Bugün şu şartlarda, 3 bin 500-2 bin, bin 500 MW açığımız var. Avrupa’da 60 bin MW yapılıyor ve para bol. Yapacak adam arıyorlar, adam yok. 60 bin MW pazar var.
Yani o zaman öncelikli rota Avrupa pazarı mı olmalı?
Biz her yere yakınız.
DÜNYANIN GÜNEŞİNE TALİP OLMALIYIZ
Yani dünyanın güneşine talibiz diyebilir miyiz bu noktada?
Talip olmamız lazım. O potansiyelimiz var. Çünkü çok iyi mühendislik firmalarımız var. Gidip her yerde iş yapabilir. Sadece ürün satınca, Çinli ile sadece malını kıyaslıyor. Ancak ürünü hizmet ile birlikte satarsanız Çinli ile karşılaştırması mümkün değil. Türkiye olarak hizmetle malı bir araya getirip, onu satmaya çalışmamız lazım. Dernek olarak otoriteye de bunu anlatıyor olacağız. Mevzuat güzel ama Bürokratik engeller var. İnce ayar gerekiyor. Konuyla ilgili devlet birimleri arasında koordinasyon lazım. İlgili bakanlıklarda güneş enerjisi konusunda ihtisaslaşmış personelin artması gerekiyor. Aynı dili konuşacak insan arıyorsunuz.
İzmir özelinde yürüttüğünüz projeler hakkında bilgi verir misiniz?
İzmir’de, İzmir’i ilgilendiren SolarLab Projesi var. İzmir Kalkınma Ajansı’nın güdümlü projesidir.
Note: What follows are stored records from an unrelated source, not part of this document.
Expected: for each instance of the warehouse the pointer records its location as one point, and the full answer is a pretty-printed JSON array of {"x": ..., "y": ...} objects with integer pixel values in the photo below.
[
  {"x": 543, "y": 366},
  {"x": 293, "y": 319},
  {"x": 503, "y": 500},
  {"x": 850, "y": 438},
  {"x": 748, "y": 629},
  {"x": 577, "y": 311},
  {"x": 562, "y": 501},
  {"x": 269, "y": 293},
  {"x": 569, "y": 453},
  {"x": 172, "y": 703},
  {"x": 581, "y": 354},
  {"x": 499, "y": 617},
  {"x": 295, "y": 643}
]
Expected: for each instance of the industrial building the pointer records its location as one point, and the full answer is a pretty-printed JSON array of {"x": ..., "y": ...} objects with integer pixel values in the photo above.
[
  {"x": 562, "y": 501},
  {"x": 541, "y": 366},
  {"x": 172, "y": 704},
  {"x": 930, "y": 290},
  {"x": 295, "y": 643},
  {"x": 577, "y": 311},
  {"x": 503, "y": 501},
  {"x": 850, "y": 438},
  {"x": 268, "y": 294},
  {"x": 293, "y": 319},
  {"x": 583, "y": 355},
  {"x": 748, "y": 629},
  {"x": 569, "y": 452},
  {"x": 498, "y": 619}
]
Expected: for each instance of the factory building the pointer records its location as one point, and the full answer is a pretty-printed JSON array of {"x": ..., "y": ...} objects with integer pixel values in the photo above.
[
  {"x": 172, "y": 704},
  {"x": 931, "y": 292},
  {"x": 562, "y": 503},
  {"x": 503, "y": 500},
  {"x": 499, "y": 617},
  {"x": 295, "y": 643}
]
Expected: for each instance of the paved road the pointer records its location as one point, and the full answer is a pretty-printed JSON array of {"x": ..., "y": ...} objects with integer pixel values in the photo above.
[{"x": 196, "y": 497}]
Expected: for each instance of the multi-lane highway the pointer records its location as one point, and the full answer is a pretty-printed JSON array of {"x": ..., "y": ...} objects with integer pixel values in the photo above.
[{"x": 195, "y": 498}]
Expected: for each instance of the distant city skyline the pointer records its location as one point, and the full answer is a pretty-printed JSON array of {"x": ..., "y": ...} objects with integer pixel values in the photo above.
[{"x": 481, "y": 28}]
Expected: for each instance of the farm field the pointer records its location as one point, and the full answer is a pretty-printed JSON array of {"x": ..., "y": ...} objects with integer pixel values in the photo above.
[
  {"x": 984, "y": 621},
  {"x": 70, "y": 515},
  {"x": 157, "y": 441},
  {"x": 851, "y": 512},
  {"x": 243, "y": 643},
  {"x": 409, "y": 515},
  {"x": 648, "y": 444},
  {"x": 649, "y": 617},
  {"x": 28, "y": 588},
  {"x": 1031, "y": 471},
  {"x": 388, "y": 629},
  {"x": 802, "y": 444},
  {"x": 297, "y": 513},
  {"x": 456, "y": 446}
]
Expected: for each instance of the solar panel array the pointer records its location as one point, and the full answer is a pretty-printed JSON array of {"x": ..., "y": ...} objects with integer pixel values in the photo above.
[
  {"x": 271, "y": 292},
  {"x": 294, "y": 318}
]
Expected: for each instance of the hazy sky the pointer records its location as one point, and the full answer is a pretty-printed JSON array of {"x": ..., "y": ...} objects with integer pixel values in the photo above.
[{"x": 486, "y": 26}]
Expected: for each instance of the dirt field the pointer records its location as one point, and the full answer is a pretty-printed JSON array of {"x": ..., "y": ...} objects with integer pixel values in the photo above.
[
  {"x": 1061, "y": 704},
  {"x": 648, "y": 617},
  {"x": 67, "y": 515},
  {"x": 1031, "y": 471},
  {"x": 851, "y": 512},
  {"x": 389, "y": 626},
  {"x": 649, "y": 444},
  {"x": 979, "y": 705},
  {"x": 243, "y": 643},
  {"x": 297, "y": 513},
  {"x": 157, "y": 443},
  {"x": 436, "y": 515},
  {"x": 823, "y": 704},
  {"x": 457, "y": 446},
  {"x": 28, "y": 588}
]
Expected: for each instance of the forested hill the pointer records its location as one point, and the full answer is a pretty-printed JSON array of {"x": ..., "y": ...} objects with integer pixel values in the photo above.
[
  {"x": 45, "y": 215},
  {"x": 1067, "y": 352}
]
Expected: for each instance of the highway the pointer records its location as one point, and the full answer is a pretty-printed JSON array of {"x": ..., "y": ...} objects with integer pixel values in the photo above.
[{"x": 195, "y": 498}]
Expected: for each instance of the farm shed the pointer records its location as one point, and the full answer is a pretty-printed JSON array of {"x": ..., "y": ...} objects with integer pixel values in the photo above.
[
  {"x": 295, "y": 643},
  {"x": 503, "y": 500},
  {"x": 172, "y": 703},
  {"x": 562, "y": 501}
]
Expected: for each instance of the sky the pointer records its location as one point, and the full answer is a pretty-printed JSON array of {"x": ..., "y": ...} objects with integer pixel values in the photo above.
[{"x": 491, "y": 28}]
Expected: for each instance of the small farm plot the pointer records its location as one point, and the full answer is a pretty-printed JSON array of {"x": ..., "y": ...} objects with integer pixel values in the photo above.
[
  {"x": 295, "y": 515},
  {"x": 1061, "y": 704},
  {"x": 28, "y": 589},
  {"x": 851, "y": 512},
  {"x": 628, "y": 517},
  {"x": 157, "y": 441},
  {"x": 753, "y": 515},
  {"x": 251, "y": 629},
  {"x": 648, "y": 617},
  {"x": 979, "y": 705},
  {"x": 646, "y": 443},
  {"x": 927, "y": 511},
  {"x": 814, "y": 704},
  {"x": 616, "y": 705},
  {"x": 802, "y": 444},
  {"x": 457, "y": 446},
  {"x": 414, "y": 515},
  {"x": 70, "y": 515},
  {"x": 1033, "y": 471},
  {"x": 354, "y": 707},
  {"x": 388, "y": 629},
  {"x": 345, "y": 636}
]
Yüksek Teknoloji Enstitüsü ile sözleşme yaptık, arazi tahsis edildi. Solar ile ilgili ihtisas laboratuvarı kuruyoruz. Burada ölçümler yapacağız. Yüksek Teknoloji Enstitüsü’nün karşısında bir arazi verdiler bize 6 bin 700 metrekare. 1,5 yıl içinde tamamlanacak. Bir rol model olacak.
Önümüzdeki dönem enerji depolaması yatırımlarında öngörünüz nedir?
Enerjiyi depolamak önemli. Enerji depolama tesisleriyle beraber kapasitenin de önünü açılacak aslında daha fazla, sağlıklı bir şekilde. Önümüzdeki dönem depolama ile birlikte güneşin dönemi olacak da diyebiliriz.